Ben Rothwell is two weeks away from making his UFC debut in a heavyweight fight with Cain Velasquez at UFC 104, and when I asked him this week how much he weighs, he said he's at 265 pounds, the heavyweight limit. It's a sign of how much the UFC's heavyweight division has changed that 265 doesn't seem all that big.
There was a time when a 265-pound heavyweight was considered huge, but today Rothwell isn't considered one of the sport's enormous heavyweights. The UFC 106 heavyweight title bout will feature two fighters, Brock Lesnar and Shane Carwin, who have to cut to get down to 265, and the upcoming Strikeforce show on CBS features Antonio Silva, who weighed in at 267 for his last fight, and Brett Rogers, whose weight balloons up close to 300 pounds in between training camps. That's the reality of the heavyweight class in MMA today: Most of the fighters are built like defensive ends, not linebackers.

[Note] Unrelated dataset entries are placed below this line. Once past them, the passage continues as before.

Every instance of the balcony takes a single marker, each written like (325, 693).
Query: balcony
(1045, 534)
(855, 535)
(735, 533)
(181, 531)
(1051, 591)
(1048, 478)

Still, when I asked Rothwell if he thought there should be another weight class between 205 and 265 pounds, he said he didn't know if there was enough talent in the heavyweight class to justify splitting it in half. Instead, Rothwell said to me and says in the above video, the smaller heavyweights would just be better off cutting to light heavyweight.
"These smaller heavyweights, I don't know if they're going to be able to cut it much longer," Rothwell said. "I think a lot of these guys are going to start cutting to 205."
I think they are, too. The best heavyweights in MMA history -- Fedor Emeliaenenko, Antonio Rodrigo Nogueira, Randy Couture, Mirko Cro Cop -- fought in the 230-pound range, but the bigger men represent the future of the heavyweight division.